Le scuole continuano a privilegiare le carni rosse che dominano nella maggior parte dei menù, anche rispetto alle carni bianche. Si nota, rispetto allo scorso anno, un leggero aumento dei menù che le limitano a 1-2 volte la settimana, dato che, se confrontato alle rilevazioni di 5 anni fa, si attesta ad un +65%. Anche i menù che propongono sole tre carni rosse al mese aumentano del 24% rispetto al 2020. Si tratta di segnali di un cambiamento lento e presente soprattutto nei Comuni notoriamente più sensibili al tema ‘salute’ e ‘sostenibilità’.
È bene ricordare che la carne rossa è classificata dall’OMS nel gruppo 2 degli alimenti probabilmente cancerogeni, oltre a essere l’alimento a maggiore impatto ambientale: due motivazioni che dovrebbero spingere a ridurre il consumo di quella proveniente da allevamenti intensivi e soprattutto di privilegiare carne da animali grass fed in allevamenti estensivi a pascolo.

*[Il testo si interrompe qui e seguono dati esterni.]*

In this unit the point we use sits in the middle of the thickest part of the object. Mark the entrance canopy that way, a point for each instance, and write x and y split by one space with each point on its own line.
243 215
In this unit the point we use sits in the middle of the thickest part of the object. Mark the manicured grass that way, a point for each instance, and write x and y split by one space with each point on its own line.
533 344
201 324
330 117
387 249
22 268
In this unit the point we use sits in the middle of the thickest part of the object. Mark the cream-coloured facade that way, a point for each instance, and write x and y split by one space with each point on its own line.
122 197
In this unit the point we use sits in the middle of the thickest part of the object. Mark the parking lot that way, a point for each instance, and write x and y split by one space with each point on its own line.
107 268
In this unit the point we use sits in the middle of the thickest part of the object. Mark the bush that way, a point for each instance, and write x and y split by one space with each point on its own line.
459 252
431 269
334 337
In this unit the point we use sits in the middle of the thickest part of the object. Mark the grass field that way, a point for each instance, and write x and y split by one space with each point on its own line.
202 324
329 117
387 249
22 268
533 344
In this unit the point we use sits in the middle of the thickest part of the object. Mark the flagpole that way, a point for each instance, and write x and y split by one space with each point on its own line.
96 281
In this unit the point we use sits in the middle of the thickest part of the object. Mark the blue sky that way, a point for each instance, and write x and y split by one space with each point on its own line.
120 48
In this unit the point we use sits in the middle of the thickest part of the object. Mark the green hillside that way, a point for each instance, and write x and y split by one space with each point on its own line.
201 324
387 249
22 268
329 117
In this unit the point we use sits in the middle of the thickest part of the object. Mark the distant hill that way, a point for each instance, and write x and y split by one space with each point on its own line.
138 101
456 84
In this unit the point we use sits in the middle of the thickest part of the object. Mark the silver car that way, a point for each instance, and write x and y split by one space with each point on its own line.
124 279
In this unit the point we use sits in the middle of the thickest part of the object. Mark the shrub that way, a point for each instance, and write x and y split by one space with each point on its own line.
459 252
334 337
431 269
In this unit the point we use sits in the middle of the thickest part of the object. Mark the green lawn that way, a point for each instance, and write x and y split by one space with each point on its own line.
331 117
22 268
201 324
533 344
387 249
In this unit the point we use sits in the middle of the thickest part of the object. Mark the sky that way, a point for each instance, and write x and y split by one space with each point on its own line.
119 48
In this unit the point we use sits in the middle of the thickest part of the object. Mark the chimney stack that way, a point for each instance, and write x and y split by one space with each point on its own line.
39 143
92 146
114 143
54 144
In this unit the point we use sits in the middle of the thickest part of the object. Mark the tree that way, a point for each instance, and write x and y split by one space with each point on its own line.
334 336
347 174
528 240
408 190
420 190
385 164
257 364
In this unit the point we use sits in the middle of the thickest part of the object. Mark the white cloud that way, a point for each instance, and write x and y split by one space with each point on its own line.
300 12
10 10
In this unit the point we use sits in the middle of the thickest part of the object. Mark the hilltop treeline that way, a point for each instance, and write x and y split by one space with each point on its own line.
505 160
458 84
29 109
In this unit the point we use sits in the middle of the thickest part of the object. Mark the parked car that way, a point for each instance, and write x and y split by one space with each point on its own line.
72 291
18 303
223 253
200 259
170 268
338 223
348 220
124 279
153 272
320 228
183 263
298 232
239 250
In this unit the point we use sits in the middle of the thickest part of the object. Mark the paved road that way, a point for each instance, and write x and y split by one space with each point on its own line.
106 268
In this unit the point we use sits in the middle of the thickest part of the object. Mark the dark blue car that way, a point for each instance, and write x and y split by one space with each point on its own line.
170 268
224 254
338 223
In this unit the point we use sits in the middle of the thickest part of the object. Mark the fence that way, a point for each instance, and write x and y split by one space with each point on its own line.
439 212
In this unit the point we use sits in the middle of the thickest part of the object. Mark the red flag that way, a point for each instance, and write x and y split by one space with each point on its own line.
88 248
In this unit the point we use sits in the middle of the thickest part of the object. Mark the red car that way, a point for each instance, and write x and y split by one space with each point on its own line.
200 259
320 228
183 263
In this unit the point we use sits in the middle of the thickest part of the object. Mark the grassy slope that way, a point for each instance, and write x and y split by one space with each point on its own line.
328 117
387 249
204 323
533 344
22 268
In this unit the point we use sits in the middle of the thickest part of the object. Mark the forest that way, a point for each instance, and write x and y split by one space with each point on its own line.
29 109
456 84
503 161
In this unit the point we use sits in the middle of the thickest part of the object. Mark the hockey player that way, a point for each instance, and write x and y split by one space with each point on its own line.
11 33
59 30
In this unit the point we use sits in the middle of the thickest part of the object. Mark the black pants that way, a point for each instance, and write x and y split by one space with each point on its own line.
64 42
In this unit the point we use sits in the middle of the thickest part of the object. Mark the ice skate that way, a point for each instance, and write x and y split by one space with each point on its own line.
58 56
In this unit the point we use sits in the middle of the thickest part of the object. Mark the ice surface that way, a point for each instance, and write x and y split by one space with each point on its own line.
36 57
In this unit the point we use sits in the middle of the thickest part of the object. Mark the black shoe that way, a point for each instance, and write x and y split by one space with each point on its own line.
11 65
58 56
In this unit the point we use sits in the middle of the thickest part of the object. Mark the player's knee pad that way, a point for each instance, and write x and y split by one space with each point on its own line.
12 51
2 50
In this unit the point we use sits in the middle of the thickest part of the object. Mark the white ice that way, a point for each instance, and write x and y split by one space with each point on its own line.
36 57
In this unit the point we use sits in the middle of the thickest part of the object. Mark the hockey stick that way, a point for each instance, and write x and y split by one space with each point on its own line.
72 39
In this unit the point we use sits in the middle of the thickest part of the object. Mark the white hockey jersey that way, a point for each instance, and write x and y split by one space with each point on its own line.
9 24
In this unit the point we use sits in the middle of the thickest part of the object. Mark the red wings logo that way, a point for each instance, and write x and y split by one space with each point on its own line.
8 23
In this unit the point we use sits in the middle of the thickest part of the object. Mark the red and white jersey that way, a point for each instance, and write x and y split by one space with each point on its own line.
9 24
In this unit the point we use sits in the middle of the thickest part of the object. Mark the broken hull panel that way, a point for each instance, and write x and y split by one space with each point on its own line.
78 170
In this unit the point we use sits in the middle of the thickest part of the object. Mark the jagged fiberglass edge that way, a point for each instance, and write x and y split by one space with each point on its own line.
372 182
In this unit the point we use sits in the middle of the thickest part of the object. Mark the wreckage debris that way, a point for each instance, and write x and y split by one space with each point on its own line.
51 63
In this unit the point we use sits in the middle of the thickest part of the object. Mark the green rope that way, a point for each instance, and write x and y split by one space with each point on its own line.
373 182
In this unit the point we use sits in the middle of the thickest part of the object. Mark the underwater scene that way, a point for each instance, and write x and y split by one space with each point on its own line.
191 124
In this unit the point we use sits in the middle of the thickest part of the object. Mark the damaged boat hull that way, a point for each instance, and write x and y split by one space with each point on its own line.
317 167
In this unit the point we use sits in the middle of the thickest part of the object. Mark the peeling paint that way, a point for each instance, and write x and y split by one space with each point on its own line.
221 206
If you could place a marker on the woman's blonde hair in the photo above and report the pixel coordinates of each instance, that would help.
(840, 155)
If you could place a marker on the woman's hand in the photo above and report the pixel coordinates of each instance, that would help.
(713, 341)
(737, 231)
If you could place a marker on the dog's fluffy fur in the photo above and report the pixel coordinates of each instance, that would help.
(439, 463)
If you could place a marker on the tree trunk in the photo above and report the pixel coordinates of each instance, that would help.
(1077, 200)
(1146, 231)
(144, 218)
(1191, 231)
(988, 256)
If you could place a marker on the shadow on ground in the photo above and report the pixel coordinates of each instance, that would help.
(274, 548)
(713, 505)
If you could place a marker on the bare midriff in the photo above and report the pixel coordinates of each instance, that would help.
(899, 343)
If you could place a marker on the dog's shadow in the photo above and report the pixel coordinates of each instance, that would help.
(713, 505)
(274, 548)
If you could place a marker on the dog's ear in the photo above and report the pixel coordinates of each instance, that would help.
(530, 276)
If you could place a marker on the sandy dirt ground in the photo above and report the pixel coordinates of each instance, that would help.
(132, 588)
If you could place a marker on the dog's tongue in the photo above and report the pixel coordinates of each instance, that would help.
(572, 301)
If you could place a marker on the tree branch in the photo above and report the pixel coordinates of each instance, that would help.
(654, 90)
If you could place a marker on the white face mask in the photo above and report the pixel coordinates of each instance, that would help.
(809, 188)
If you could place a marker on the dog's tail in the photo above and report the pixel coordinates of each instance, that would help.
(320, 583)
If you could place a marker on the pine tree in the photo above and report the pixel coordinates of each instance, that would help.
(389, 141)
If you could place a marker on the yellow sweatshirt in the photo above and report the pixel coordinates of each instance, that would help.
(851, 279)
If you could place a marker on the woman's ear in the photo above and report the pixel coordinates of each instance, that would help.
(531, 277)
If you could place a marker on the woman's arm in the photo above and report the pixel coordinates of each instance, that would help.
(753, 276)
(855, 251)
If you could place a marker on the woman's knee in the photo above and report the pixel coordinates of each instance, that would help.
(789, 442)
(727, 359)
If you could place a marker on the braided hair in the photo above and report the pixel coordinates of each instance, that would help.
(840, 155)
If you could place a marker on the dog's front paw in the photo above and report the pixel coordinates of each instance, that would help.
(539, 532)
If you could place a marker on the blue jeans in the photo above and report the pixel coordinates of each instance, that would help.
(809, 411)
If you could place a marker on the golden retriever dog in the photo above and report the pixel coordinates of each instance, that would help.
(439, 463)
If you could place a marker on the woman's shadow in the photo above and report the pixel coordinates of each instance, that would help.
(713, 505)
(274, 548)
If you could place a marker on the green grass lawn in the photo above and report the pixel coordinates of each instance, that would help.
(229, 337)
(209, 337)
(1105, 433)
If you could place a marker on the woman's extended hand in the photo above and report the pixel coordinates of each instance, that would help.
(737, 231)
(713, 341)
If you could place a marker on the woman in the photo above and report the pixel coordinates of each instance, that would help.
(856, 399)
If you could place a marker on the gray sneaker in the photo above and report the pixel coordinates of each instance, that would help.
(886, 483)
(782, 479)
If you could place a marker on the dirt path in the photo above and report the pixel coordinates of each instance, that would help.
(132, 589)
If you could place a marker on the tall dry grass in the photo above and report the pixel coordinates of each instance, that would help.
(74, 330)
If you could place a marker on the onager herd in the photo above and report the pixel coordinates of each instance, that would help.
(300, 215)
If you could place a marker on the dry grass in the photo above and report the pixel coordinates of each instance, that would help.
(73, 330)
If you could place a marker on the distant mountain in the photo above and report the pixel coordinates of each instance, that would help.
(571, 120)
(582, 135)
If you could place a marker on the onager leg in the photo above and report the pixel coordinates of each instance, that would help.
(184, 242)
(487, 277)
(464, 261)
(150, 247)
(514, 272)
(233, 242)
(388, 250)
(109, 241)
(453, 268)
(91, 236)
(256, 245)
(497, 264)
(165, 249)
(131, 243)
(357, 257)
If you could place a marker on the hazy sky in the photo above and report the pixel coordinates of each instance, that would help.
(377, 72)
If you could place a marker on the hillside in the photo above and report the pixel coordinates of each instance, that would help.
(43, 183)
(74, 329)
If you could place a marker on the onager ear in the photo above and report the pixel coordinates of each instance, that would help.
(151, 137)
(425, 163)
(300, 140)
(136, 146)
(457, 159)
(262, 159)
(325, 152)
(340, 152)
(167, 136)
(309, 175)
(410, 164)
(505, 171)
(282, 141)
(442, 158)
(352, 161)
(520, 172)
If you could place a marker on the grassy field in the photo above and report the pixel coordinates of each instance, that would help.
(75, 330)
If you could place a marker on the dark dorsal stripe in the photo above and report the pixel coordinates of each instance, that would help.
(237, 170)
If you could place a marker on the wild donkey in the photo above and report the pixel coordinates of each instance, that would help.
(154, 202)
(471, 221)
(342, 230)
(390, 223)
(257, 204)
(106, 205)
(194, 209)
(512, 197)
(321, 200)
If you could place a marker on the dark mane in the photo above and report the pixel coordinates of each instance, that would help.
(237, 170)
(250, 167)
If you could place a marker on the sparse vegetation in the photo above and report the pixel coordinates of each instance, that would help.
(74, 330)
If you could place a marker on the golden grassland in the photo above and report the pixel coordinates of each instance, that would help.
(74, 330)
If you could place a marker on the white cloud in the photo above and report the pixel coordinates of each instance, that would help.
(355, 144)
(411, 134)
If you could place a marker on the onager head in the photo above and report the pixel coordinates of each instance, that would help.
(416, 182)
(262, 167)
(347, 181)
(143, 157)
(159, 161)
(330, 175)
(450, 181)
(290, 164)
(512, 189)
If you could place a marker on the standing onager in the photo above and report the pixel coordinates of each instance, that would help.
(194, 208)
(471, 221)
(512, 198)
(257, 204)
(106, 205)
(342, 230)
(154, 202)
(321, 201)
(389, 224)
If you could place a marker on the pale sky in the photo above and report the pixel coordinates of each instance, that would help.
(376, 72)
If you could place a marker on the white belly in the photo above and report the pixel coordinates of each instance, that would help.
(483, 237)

Gli affettati sono una di quelle proposte alimentari ‘facili’ che continuano, leggermente, a crescere, così come, in generale, i cibi processati (ad esempio il tonno, i bastoncini di pesce, i budini). Si tratta di soluzioni pratiche per quelle cucine che rinunciano a esprimere competenze culinarie. Proposte che incontrano il gusto dei bambini, ma sconsigliate dalle istituzioni sanitarie.
Il pesce rimane il tallone d’Achille della ristorazione scolastica, proposto di solito una volta a settimana e in una limitata varietà di specie, tranne rare eccezioni. Si privilegiano il merluzzo o il nasello, per lo più proposti sotto forma di bastoncini di pesce. In alternativa si trovano la platessa impanata o il tonno in scatola. Si tratta di proposte che non richiedono particolari lavorazioni da parte delle cucine. Il riscontro in termini di consumo è generalmente molto basso a detta dei responsabili mensa e degli insegnanti.
Bene il biologico
L’impulso all’incremento del biologico nei menù è evidente con un + 44% della fascia più alta delle proposte di prodotti bio rispetto a 5 anni fa (+ di 22 a settimana).
La valorizzazione del biologico in mensa è partita nel 2018 con il Fondo per le mense certificate biologiche stanziato a partire dal Ministero dell’Agricoltura (oggi MASAF).